D.D. began writing her first YA novel, The Year I Lost You, through a fellowship to the Vermont Writer’s Studio and has now completed her second YA novel, The Secret Life of a Punk Rock Princess, and is currently working on a short essay collection and her third album, The Sunday Sessions.

5 thoughts on “About

  1. Just read your entry about exposing your beaver. I found it looking up the good old days of El Paso Cantina in the late 80’s. Your right up was so funny and I’m sorry you had to take the quick way down those stairs. I do remember them. Good memories at that club.
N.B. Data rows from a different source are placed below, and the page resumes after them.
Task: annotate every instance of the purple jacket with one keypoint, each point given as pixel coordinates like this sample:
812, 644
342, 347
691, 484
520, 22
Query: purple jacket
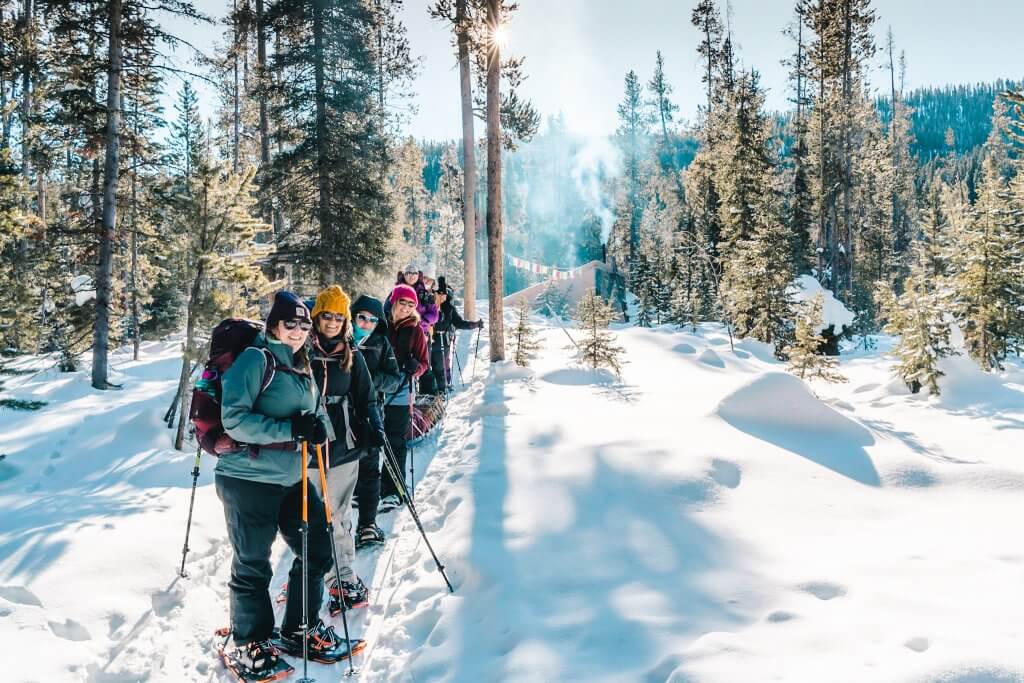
429, 312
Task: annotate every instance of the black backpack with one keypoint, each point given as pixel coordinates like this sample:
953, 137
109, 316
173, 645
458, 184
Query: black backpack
229, 338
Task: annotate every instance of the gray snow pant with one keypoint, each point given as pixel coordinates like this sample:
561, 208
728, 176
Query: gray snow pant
255, 512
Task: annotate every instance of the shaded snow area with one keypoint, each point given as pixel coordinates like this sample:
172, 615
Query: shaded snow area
706, 518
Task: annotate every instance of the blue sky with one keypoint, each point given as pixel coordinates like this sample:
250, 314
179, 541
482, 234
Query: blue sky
578, 51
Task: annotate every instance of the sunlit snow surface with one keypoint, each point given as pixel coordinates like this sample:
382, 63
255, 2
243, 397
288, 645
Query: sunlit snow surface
707, 518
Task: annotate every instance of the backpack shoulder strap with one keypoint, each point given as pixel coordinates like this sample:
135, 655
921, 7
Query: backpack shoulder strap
269, 369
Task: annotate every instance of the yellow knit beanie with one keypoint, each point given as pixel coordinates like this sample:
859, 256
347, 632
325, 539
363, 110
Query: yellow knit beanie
334, 300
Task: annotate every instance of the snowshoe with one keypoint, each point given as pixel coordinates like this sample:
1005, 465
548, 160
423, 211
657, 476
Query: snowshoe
255, 663
389, 503
356, 595
324, 644
369, 536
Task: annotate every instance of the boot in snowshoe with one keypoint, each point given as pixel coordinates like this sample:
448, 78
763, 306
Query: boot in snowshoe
258, 662
356, 595
324, 644
389, 503
369, 536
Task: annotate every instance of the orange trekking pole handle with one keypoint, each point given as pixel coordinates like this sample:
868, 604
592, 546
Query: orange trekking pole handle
305, 482
334, 551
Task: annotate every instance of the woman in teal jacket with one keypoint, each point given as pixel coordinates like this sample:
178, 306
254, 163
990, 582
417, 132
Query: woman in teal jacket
260, 487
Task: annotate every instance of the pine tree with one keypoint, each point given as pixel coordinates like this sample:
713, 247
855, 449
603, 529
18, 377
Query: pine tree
333, 171
985, 270
524, 341
631, 137
551, 300
806, 358
598, 347
918, 317
224, 278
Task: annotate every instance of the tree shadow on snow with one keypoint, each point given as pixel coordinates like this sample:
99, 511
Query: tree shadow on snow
591, 600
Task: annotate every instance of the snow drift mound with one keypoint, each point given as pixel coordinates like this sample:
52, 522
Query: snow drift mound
779, 409
783, 401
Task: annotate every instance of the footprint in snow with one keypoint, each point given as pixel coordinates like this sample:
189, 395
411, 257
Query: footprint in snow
710, 357
725, 473
779, 615
823, 590
918, 644
70, 630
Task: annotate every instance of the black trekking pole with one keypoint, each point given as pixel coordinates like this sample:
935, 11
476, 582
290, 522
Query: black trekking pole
412, 449
334, 552
458, 364
391, 464
304, 530
184, 549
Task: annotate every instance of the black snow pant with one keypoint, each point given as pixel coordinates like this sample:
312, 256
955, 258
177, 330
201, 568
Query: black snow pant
396, 422
255, 512
368, 487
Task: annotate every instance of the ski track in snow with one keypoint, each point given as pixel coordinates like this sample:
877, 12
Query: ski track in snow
705, 518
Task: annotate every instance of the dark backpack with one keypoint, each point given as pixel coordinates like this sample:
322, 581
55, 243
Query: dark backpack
229, 338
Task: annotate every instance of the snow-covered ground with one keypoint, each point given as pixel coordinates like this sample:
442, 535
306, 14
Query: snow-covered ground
707, 518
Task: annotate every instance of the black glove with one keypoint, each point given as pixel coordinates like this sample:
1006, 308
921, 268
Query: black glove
377, 438
308, 427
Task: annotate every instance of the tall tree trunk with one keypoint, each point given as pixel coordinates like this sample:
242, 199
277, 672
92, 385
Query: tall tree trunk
469, 163
847, 256
135, 333
100, 333
237, 117
27, 97
323, 170
496, 270
267, 210
189, 352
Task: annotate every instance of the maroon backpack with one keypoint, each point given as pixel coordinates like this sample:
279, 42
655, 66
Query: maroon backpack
229, 338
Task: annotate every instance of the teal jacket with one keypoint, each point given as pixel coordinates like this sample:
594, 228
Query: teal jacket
267, 418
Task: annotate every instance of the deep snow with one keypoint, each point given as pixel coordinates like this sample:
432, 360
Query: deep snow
706, 518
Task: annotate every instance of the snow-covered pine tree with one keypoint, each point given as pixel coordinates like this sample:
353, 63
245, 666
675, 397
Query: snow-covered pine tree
641, 284
806, 358
985, 270
918, 316
597, 346
756, 247
224, 278
524, 343
551, 301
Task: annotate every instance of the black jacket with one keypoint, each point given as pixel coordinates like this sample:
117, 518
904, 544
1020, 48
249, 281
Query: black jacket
377, 349
351, 401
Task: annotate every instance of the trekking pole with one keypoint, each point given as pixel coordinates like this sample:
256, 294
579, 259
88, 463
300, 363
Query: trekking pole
458, 364
412, 450
184, 549
472, 375
304, 530
391, 464
334, 552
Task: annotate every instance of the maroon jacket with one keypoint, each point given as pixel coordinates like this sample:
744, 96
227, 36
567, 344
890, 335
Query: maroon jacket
409, 341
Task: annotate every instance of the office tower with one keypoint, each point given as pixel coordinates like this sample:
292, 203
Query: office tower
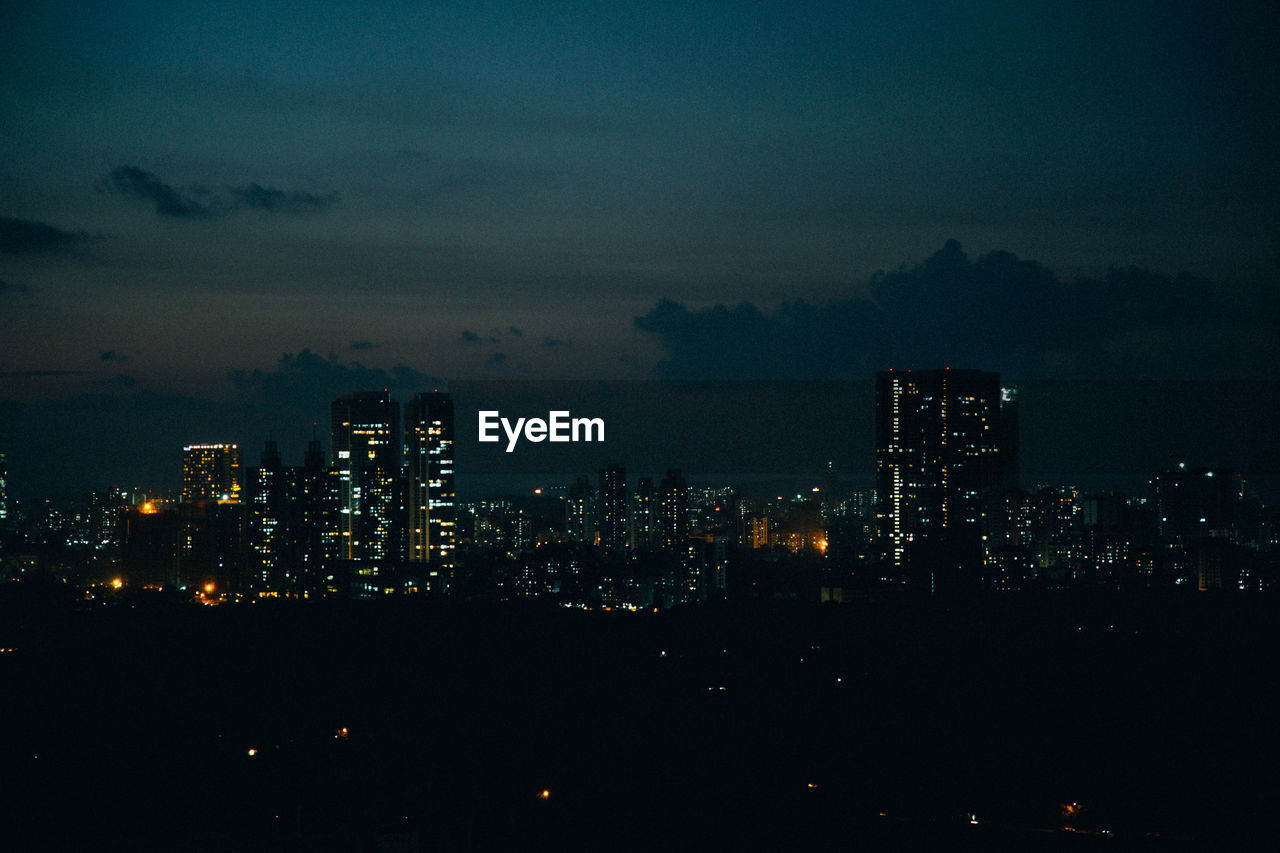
365, 450
613, 509
266, 493
211, 473
580, 511
1010, 451
210, 519
432, 512
292, 523
1197, 502
643, 515
938, 468
318, 506
672, 510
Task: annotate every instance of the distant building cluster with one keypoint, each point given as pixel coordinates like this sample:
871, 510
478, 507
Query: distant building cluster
378, 515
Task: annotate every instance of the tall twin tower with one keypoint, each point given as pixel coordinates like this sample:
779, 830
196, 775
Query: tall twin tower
946, 452
394, 503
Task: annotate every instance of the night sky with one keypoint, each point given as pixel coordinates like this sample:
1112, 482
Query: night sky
213, 218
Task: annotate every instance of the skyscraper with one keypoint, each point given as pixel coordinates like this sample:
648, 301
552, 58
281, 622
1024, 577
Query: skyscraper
365, 450
211, 473
432, 515
938, 468
643, 516
613, 509
672, 510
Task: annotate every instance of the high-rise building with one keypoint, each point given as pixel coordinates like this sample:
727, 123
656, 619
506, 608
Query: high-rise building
613, 509
672, 510
643, 516
432, 500
269, 530
292, 523
580, 511
365, 450
211, 473
938, 468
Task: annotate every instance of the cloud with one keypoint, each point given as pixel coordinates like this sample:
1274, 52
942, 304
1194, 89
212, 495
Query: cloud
30, 237
272, 199
311, 381
999, 313
197, 201
169, 201
474, 337
30, 374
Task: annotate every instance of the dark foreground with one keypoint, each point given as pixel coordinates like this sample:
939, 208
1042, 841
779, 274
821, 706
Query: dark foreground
1054, 723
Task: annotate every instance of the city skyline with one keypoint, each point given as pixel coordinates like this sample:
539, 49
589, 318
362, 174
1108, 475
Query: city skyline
246, 206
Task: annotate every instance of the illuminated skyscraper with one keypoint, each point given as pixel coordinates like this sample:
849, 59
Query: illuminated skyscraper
643, 515
938, 469
432, 514
211, 473
613, 509
365, 450
672, 514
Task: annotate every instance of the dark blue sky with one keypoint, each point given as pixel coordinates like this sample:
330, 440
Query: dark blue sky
498, 190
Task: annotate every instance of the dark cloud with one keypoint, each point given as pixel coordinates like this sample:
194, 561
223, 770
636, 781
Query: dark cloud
30, 237
169, 201
28, 374
311, 381
997, 313
197, 201
272, 199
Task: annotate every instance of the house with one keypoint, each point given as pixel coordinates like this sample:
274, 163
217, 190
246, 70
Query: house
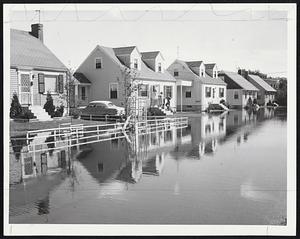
198, 85
35, 70
273, 82
240, 92
102, 74
266, 93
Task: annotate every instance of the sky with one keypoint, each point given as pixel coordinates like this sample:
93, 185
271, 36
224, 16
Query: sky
246, 36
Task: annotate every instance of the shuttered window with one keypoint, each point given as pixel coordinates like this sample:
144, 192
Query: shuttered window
41, 83
60, 84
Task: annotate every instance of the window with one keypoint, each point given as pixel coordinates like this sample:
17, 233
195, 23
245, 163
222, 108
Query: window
143, 90
82, 93
135, 64
176, 73
236, 95
168, 91
202, 73
188, 94
98, 63
208, 91
113, 90
51, 84
60, 84
159, 67
221, 92
41, 83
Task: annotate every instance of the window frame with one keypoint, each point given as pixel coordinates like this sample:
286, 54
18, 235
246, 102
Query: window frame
140, 92
101, 63
190, 94
176, 72
110, 86
135, 63
206, 91
159, 68
221, 90
236, 93
165, 90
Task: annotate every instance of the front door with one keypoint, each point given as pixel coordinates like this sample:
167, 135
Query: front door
25, 94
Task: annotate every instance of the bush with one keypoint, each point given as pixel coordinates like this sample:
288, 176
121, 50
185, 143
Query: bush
15, 107
49, 106
75, 113
26, 114
59, 111
155, 112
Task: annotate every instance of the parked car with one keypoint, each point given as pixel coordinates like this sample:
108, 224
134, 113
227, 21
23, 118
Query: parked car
96, 109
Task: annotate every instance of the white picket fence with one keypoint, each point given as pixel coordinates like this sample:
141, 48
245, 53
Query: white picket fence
73, 135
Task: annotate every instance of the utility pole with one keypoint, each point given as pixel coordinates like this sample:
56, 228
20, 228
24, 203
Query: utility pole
39, 12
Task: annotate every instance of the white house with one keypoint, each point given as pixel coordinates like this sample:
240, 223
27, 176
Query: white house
240, 92
198, 85
102, 73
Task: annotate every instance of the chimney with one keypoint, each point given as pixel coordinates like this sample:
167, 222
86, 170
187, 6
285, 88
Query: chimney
37, 31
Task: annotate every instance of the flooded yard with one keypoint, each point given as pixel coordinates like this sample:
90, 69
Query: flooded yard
219, 169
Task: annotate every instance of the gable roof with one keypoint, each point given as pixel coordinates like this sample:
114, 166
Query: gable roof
262, 83
145, 73
124, 50
238, 79
81, 78
28, 51
204, 80
149, 54
194, 63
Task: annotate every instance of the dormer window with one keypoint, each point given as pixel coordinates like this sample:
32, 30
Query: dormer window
135, 63
98, 63
159, 67
202, 72
176, 73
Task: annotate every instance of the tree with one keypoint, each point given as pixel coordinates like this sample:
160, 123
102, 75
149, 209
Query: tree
130, 86
281, 94
15, 107
49, 106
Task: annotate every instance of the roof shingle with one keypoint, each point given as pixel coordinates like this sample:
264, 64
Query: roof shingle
28, 51
238, 79
123, 50
262, 83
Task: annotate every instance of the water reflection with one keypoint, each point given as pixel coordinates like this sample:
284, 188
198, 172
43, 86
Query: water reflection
38, 167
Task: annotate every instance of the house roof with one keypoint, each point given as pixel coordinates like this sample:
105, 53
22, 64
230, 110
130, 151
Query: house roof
194, 63
204, 80
81, 78
149, 54
238, 79
28, 51
262, 83
124, 50
145, 73
210, 65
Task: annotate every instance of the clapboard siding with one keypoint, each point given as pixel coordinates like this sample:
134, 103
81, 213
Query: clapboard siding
14, 84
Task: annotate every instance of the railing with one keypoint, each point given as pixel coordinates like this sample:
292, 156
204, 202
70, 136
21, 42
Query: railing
105, 118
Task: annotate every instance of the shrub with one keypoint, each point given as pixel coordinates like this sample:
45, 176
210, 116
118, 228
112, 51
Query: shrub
155, 112
49, 106
75, 113
15, 107
26, 114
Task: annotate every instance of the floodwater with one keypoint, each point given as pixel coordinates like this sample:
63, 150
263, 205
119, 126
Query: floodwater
220, 169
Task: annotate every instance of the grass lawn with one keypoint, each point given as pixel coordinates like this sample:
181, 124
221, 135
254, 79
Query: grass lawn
19, 129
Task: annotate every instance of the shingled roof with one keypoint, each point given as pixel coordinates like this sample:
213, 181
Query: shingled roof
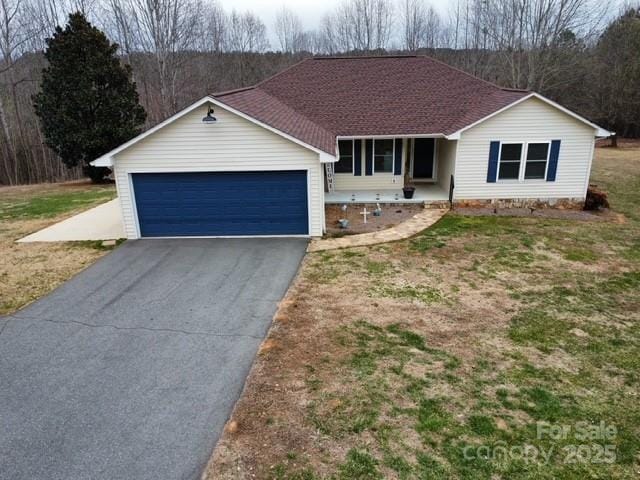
321, 98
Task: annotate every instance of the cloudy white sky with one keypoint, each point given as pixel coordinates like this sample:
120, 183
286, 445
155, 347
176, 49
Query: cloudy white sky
309, 11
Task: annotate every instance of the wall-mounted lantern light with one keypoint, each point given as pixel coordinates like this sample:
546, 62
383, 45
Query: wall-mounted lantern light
209, 119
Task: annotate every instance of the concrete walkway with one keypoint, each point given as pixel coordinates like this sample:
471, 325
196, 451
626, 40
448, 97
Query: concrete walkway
103, 222
401, 231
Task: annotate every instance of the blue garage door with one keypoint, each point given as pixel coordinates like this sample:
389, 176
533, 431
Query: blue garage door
228, 203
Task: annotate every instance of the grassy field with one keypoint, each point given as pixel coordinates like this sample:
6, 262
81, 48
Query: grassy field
28, 271
483, 348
Take care and I will look into your novels.

    • Ed, I’m so glad you enjoyed it. My novels are not published at this time. My short essays about life began getting published on a regular basis and next thing I knew… I was consumed with writing non-fiction. I hope you will enjoy more of my essays in the future.
      Many of them take place in the 80s. 🙂 D.

  2. Hi DD, I was wondering if you read your brother’s “An American Demon,” and if so, what are your thoughts? Were you his inspiration to write? What was it like growing up with him? Thanks, Marc

    • Hello Marc, thank you for writing.
      Jack and I were fortunate in that we grew up in a family that valued music, songwriting, and stories. An American Demon is a work of creative non-fiction so it has been interesting to see what people make of it. Growing up during the 70s was wild for everyone. Imagine the movie the Ice Storm and Suburbia combined: twisted yet humorous that was our world.
      I hope this email finds you well.